Ecco allora che inizio a trovare qualche risposta alle tante domande etico-sociali che mi ponevo da universitario, eccomi scoprire i mille nobili risvolti legati alla cultura imprenditoriale, da intendere non necessariamente sotto il profilo esclusivamente economico, finanziario o manageriale. Valorizzazione delle proprie attitudini, fiducia in se stessi, spirito di iniziativa, abilità in termini di creatività, di alfabetizzazione economica e di gestione delle risorse e di rischi/incertezze sono il cuore del percorso indicato dall’Europa e recepito dal MIUR. Nel contesto dello studio comunitario (v. la Nuova Agenda delle Competenze, proposta dalla Commissione Europea il 10 giugno 2016), l’imprenditorialità è intesa come “una competenza trasversale chiave in tutte le sfere della vita. Imprenditorialità significa agire sulle opportunità e sulle idee per trasformarle in valore per gli altri. Il valore che si crea può essere finanziario, culturale, o sociale”.

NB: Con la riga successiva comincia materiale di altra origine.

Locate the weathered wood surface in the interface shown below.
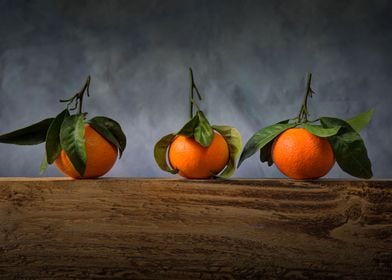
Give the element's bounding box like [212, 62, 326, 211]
[0, 178, 392, 279]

Dopo l’introduzione dell’Alternanza Scuola-Lavoro (che sicuramente andrà perfezionata negli anni in molti suoi aspetti, ma che segna una tappa fondamentale nello sviluppo della scuola italiana e nel suo avvicinamento alle grandi realtà europee), ecco, allora, un altro bel passo: un percorso di educazione all’imprenditorialità, che prevede, tra l’altro, di iniziare ad operare nelle classi fin dal primo biennio intervenendo sul potenziamento delle attitudini degli allievi e su alcune abilità, quali – come detto -la creatività, la consapevolezza di sé, la motivazione.

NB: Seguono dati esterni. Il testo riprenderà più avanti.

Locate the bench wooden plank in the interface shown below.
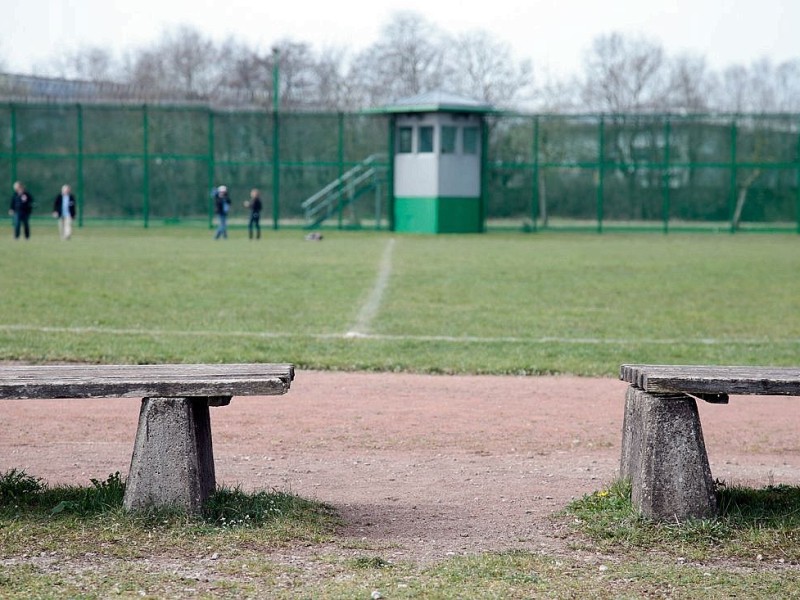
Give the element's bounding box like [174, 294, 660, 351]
[0, 364, 294, 399]
[620, 365, 800, 396]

Nella speranza che tale percorso non si arresti, mi auguro che in futuro avremo donne e uomini che riusciranno a far avverare i propri sogni, perché da studenti – oggi – stanno capendo come una passione o un interesse possa diventare professionalità e eventualmente lavoro.

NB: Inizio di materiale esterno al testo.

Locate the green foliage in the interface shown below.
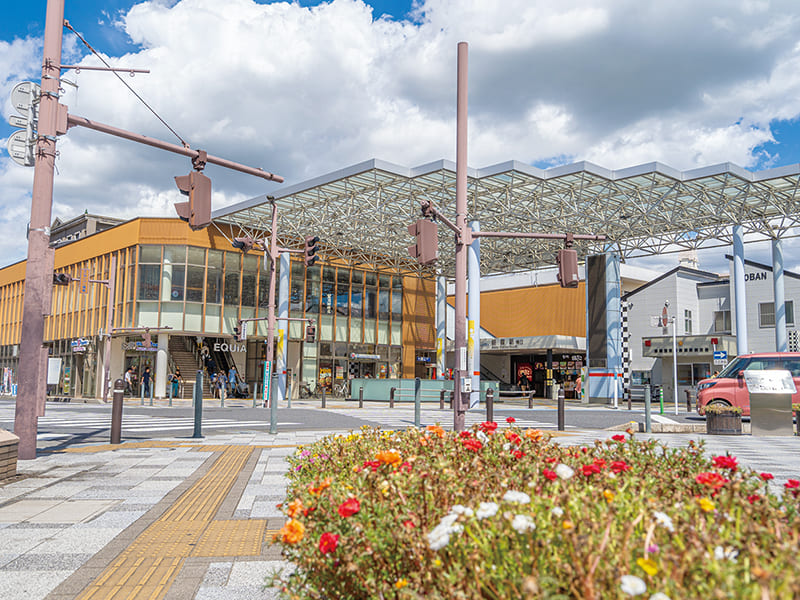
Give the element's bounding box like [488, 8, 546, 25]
[270, 424, 800, 600]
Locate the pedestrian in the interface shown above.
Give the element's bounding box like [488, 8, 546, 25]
[125, 367, 133, 396]
[142, 367, 153, 398]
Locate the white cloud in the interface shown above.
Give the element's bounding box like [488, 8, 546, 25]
[0, 0, 800, 263]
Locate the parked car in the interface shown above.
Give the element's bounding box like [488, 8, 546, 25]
[697, 352, 800, 417]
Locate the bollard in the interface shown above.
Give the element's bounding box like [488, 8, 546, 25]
[414, 377, 422, 427]
[192, 371, 203, 438]
[111, 379, 125, 444]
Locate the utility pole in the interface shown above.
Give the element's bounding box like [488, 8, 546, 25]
[14, 0, 64, 460]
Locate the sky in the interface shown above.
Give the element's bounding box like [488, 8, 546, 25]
[0, 0, 800, 271]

Concludo il post con il punto che maggiormente mi ha colpito all’interno del documento contenente le indicazioni per l’attivazione di percorsi di competenza imprenditoriale, quello inerente lo sviluppo personale, che si estrinseca nell’intraprendenza e nella consapevolezza; esso mira a far sì che l’alunno possa “comprendere l’importanza dello spirito di iniziativa e dell’assunzione di responsabilità come competenze per lo sviluppo personale e per la vita, e non solo per la carriera imprenditoriale; interpretare le opportunità e le sfide incontrate durante il proprio percorso come mezzo per aumentare la possibilità di trovare una gratificazione in qualunque tipo di percorso; avere consapevolezza dei propri punti di forza e di debolezza”. Dimenticavo, buon anno scolastico a tutte/i!
Bravo Maestro! Puoi approfondire anche di più il senso etico del “competere” se guardi prima separatamente la caterva di significati che possono assumere la parole “CUM” e “PETO” e provi poi ametterli insieme per ottenere tutto ciò che si può comprendere di “competere”!